Tuesday, August 01, 2017

South Africa Notifies The OIE Of Two More H5N8 Poultry Outbreaks

















#12,648

On the heels of yesterday's report (see Zimbabwe Farm Reports 2nd Outbreak of HPAI H5N8) the OIE published a new notification from South Africa identifying two additional poultry outbreaks of H5N8, all of which have been clustered in the Northeastern part of the country.

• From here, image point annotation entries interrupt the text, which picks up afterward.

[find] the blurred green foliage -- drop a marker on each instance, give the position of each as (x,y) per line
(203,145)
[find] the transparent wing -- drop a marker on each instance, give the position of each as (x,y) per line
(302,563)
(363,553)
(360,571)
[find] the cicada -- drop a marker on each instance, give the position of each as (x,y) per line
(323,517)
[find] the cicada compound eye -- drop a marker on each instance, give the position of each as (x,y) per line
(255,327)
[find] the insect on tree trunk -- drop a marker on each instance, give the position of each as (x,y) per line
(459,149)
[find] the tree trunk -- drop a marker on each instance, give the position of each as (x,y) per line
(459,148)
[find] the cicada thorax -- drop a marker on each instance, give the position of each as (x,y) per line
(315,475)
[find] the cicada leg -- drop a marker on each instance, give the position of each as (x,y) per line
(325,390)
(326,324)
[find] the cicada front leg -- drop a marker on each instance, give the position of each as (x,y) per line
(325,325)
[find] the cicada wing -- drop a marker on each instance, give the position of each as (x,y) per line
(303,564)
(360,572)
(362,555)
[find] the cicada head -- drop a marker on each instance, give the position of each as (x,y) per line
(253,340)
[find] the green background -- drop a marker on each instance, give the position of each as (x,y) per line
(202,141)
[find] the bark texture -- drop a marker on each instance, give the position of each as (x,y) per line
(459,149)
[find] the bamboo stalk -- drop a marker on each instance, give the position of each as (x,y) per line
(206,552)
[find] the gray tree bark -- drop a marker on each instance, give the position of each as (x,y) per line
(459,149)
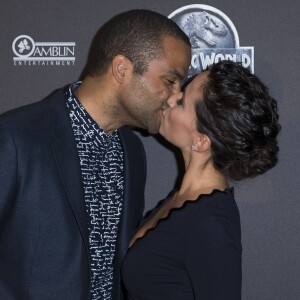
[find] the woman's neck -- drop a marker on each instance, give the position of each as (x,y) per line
(201,177)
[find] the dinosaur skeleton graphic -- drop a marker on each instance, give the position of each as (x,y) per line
(197,25)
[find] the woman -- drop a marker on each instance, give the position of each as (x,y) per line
(225,123)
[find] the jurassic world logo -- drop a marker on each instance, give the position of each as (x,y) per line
(213,37)
(30,53)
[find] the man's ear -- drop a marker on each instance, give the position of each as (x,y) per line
(201,142)
(121,67)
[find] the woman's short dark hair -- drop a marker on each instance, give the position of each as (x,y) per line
(240,117)
(136,34)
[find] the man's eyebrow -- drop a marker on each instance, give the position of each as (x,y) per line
(177,74)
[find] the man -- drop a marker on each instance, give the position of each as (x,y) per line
(72,176)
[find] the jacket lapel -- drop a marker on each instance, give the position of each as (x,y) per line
(67,161)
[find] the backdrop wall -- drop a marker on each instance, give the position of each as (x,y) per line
(269,205)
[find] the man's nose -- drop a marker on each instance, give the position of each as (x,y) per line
(176,88)
(172,101)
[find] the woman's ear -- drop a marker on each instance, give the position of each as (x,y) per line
(201,142)
(121,68)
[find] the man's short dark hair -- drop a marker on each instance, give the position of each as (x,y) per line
(136,34)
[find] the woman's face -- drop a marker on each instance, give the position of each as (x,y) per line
(179,119)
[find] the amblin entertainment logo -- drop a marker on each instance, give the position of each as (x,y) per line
(213,37)
(31,53)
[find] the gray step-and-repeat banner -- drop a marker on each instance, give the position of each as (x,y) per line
(44,45)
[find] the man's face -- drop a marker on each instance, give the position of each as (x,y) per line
(144,95)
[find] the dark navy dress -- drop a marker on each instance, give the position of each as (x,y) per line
(194,253)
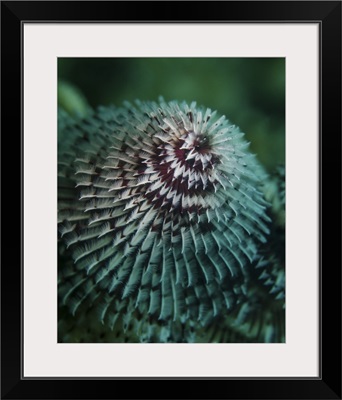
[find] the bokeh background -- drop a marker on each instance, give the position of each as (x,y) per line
(250,92)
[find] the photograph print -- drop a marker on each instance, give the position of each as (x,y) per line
(171,200)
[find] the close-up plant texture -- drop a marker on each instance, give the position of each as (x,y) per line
(170,228)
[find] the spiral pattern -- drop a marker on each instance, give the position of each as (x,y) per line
(161,210)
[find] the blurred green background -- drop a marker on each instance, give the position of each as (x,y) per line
(250,92)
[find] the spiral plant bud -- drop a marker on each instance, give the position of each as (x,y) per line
(161,211)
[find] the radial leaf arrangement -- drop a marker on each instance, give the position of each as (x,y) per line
(161,214)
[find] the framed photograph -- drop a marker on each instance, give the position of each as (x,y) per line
(171,199)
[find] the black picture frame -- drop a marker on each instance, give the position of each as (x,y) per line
(328,15)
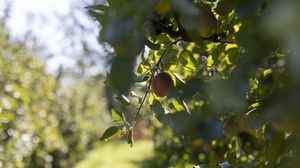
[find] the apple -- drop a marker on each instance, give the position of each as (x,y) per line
(161,83)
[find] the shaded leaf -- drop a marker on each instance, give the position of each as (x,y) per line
(124,100)
(130,139)
(188,60)
(111,131)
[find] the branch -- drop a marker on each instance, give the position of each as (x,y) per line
(149,85)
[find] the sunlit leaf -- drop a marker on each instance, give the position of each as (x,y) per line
(118,117)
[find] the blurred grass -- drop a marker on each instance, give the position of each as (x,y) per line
(119,154)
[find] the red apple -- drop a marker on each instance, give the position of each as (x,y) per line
(161,83)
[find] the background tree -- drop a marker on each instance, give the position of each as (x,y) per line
(45,122)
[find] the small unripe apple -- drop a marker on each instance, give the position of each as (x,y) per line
(161,83)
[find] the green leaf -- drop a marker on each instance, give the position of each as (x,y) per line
(163,38)
(111,131)
(158,109)
(231,156)
(188,60)
(186,107)
(97,7)
(143,77)
(124,100)
(121,74)
(130,139)
(225,7)
(170,57)
(118,117)
(151,45)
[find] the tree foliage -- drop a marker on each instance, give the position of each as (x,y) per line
(234,103)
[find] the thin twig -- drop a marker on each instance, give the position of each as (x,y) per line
(143,100)
(149,85)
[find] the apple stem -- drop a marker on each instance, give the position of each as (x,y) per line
(149,86)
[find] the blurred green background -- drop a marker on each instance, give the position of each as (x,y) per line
(56,101)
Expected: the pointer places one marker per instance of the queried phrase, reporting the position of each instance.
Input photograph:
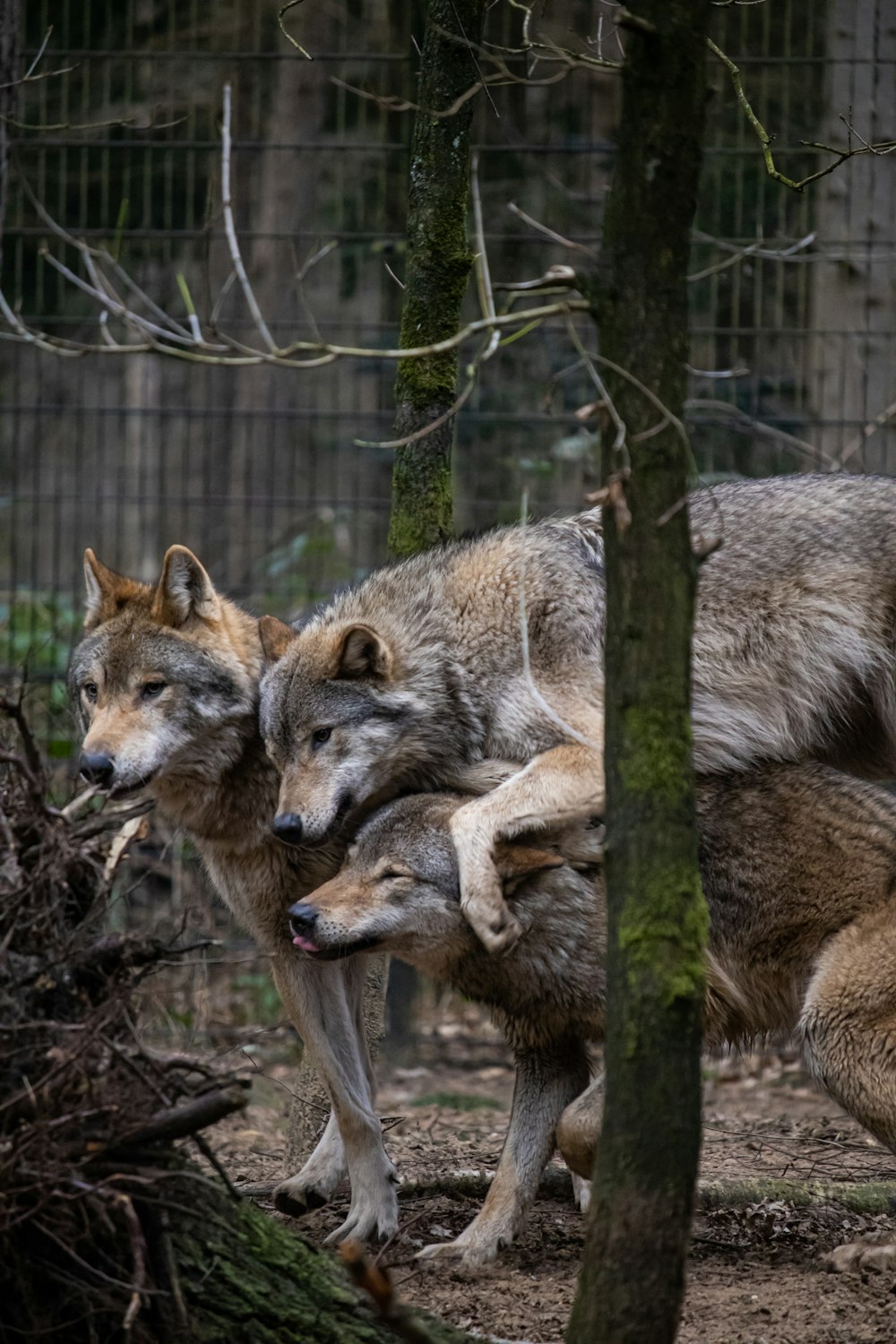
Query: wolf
(166, 685)
(493, 648)
(798, 867)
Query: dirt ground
(756, 1273)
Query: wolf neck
(228, 798)
(228, 814)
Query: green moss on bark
(438, 269)
(633, 1274)
(246, 1279)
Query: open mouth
(126, 790)
(336, 952)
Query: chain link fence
(261, 470)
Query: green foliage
(257, 1000)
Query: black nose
(288, 827)
(97, 768)
(303, 918)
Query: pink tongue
(306, 943)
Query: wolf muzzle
(97, 768)
(288, 827)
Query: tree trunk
(632, 1282)
(437, 273)
(10, 74)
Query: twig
(185, 1121)
(864, 435)
(378, 1284)
(233, 242)
(548, 233)
(766, 140)
(284, 10)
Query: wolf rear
(799, 870)
(419, 675)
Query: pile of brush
(88, 1115)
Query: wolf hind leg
(546, 1082)
(848, 1023)
(562, 785)
(579, 1131)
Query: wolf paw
(471, 1253)
(581, 1193)
(368, 1220)
(296, 1196)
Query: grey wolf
(166, 685)
(417, 677)
(798, 867)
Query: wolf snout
(303, 917)
(97, 768)
(288, 827)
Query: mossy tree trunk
(242, 1277)
(10, 74)
(633, 1276)
(437, 274)
(435, 280)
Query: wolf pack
(418, 769)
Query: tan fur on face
(196, 741)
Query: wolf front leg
(559, 787)
(324, 1004)
(546, 1082)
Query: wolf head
(166, 676)
(346, 722)
(398, 887)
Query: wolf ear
(105, 590)
(363, 653)
(185, 590)
(516, 862)
(276, 637)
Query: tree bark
(632, 1282)
(437, 273)
(10, 74)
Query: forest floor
(756, 1273)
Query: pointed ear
(363, 653)
(185, 590)
(516, 862)
(105, 591)
(276, 637)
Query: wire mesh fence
(260, 470)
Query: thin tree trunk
(10, 74)
(437, 273)
(435, 280)
(632, 1282)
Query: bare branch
(884, 147)
(233, 242)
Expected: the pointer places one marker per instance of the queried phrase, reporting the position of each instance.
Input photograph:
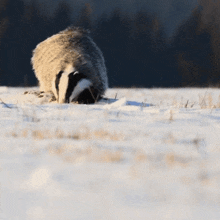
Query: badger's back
(72, 46)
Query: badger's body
(70, 65)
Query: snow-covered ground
(150, 154)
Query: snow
(148, 154)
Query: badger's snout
(70, 65)
(69, 86)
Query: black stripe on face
(74, 78)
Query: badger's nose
(62, 101)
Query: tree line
(136, 49)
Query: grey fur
(74, 47)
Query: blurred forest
(136, 49)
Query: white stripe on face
(63, 85)
(81, 85)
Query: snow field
(152, 154)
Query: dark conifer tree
(192, 50)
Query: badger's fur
(70, 65)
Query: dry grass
(85, 133)
(71, 154)
(206, 102)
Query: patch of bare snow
(141, 154)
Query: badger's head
(71, 85)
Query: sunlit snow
(141, 154)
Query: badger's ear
(55, 84)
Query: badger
(71, 66)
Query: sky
(170, 12)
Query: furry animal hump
(70, 65)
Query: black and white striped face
(68, 86)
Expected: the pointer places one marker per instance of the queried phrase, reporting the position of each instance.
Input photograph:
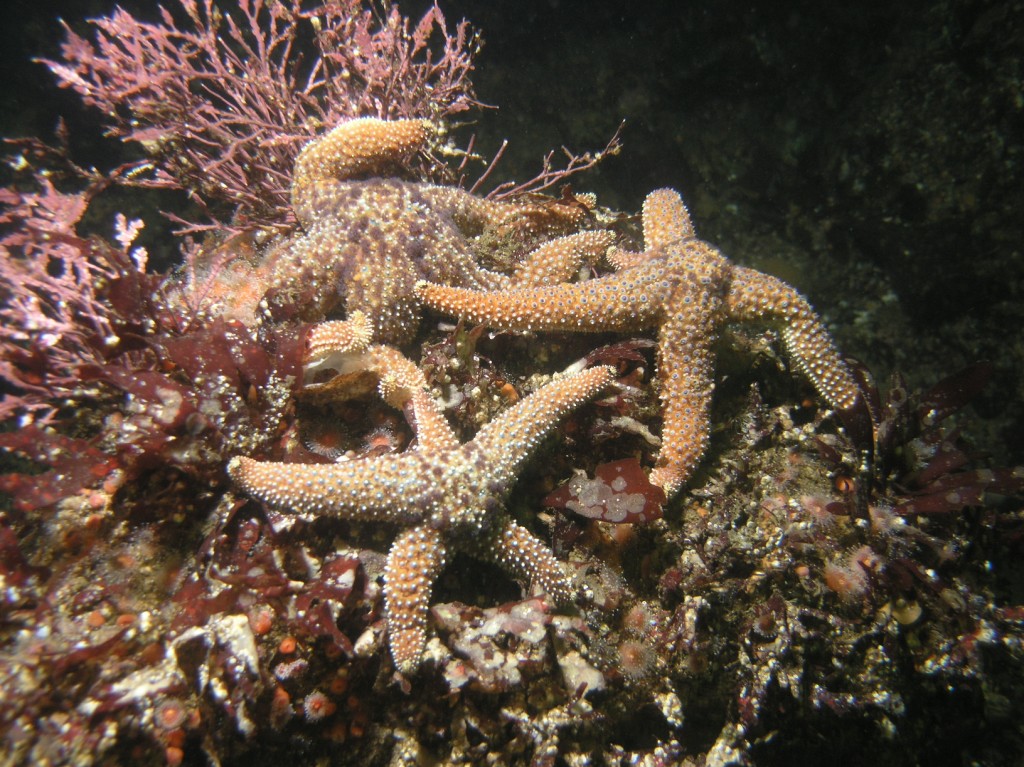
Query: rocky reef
(346, 483)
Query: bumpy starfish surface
(445, 495)
(367, 239)
(687, 289)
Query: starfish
(366, 238)
(444, 494)
(685, 288)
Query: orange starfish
(686, 289)
(368, 238)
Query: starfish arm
(354, 147)
(756, 296)
(665, 219)
(403, 386)
(512, 436)
(625, 301)
(560, 259)
(525, 556)
(416, 558)
(685, 372)
(391, 487)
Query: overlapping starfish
(373, 240)
(686, 289)
(445, 495)
(368, 236)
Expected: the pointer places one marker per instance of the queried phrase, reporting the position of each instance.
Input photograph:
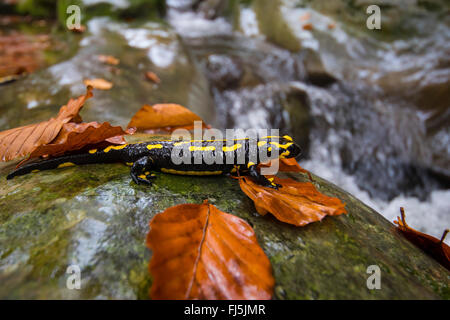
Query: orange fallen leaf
(165, 117)
(20, 141)
(307, 26)
(100, 84)
(108, 59)
(21, 54)
(80, 29)
(288, 165)
(200, 252)
(75, 136)
(305, 17)
(297, 203)
(152, 77)
(438, 249)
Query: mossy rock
(95, 217)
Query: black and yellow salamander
(192, 157)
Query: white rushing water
(431, 216)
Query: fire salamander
(193, 157)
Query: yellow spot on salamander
(66, 164)
(208, 148)
(154, 146)
(191, 173)
(282, 146)
(115, 148)
(232, 148)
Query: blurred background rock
(370, 108)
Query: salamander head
(284, 146)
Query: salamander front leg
(140, 171)
(261, 179)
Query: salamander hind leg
(140, 171)
(260, 179)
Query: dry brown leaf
(200, 252)
(75, 136)
(164, 117)
(108, 59)
(152, 77)
(100, 84)
(21, 141)
(307, 26)
(297, 203)
(438, 249)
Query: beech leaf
(165, 117)
(200, 252)
(108, 59)
(297, 203)
(21, 141)
(438, 249)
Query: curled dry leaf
(200, 252)
(164, 117)
(297, 203)
(434, 247)
(21, 141)
(100, 84)
(79, 29)
(152, 77)
(108, 60)
(75, 136)
(307, 26)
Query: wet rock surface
(95, 217)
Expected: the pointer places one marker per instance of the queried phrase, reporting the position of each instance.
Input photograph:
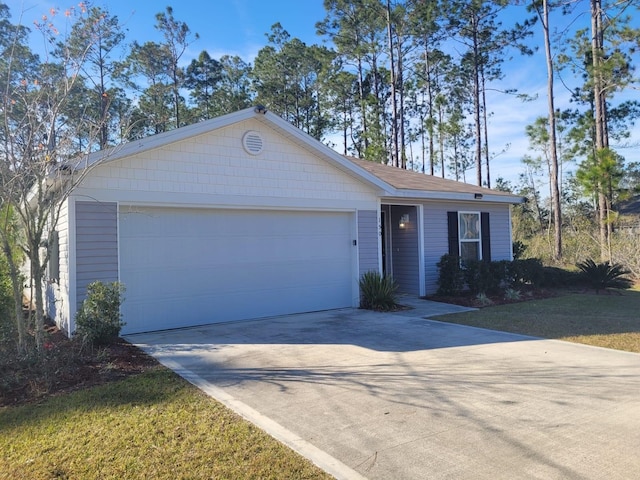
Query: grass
(152, 425)
(610, 320)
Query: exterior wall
(214, 170)
(404, 249)
(96, 239)
(57, 292)
(436, 234)
(368, 233)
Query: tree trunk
(476, 101)
(486, 128)
(553, 148)
(600, 118)
(427, 71)
(395, 158)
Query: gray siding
(404, 245)
(435, 234)
(96, 244)
(368, 240)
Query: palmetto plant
(604, 275)
(377, 292)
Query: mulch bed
(467, 300)
(67, 367)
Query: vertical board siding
(368, 234)
(96, 245)
(404, 244)
(436, 234)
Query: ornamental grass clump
(377, 292)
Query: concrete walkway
(379, 396)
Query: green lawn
(610, 320)
(152, 426)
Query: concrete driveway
(382, 396)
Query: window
(469, 235)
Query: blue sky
(238, 27)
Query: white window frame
(474, 240)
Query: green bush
(377, 292)
(604, 275)
(450, 275)
(518, 249)
(554, 277)
(477, 275)
(99, 321)
(528, 271)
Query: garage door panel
(187, 267)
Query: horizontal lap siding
(96, 244)
(405, 249)
(436, 232)
(368, 240)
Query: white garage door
(185, 267)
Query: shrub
(518, 249)
(554, 277)
(604, 275)
(482, 300)
(528, 271)
(377, 292)
(99, 321)
(477, 275)
(512, 294)
(500, 275)
(450, 275)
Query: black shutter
(486, 236)
(452, 220)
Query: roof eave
(455, 196)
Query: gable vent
(252, 142)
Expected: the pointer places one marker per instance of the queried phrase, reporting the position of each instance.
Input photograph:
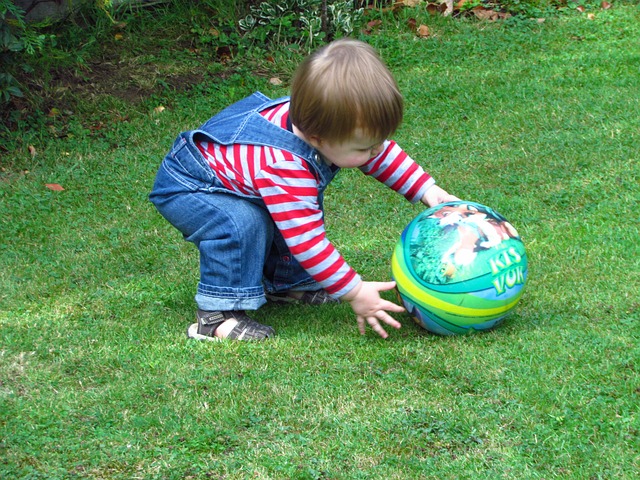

http://www.oie.int/wahis_2/public/wahid.php/Reviewreport/Review?page_refer=MapFullEventReport&reportid=24449


This brings the number of HPAI H5N8 outbreaks reported by South Africa to 10 (6 in poultry, 4 in wild birds) since the virus first arrived about 6 weeks ago.   While actual poultry losses have been limited, this first intrusion by HPAI H5N8 into Southern Africa is having a chilling effect on the industry.
According to multiple media sources (see here, and here), tomorrow - August 2nd - the the SADC (Southern Africa Development Council) and FAO officials will begin a 3-day regional technical meeting to `assess the preparedness, response capacities and actions of member states to the recent outbreaks of HPAI in the sub region.'
Not quite 9 months ago (Nov 7th, 2016), in FAO On HPAI H5's 4th Intercontinental Wave - several weeks before H5N8 was to spark Europe's largest avian epizootic on record, and before the virus would be reported in Egypt, West Africa, or in the Southern Hemisphere - we looked at an FAO document called H5N8 highly pathogenic avian influenza detected in Hungary and in the Republic of India which presciently warned:

Other countries should be on high alert for incursions of this virus and should adopt stronger biosecurity measures on all poultry farms and enhance surveillance

A range of countries along migratory/movement pathways of Anatidae remains at risk. Although it is not possible to predict which countries will experience outbreaks in poultry or wild birds, any of the countries listed below should consider measures to curtail the disease and prevent spread of virus in poultry. The risk extends through to March/April next year for Europe and the Middle East. Testing of dead wild birds and poultry in areas near to migratory concentration points should be increased.

The genes of all H5 viruses detected should be sequenced and results shared with the global community. This information is crucial in helping to understand how virus is spreading. It applies to viruses detected in India and Hungary as well as viruses elsewhere in the region such as those causing death of quail in the United Arab Emirates in early October.

Places at Risk:

Countries in the Middle East;
Countries in the EU;
West Africa;
Countries in the former Soviet Union;
Countries in South Asia.
 
In the nine months since that report was issued we've seen literally thousands of H5N8 outbreaks, affecting scores of countries across three continents, killing millions of birds - making HPAI H5's 4th Intercontinental wave its most impressive to date.

While past performance is no guarantee of future results, for now - with recent outbreaks reported in Italy, Zimbabwe, and South Africa - HPAI H5's latest international tour appears to be very much alive and doing well.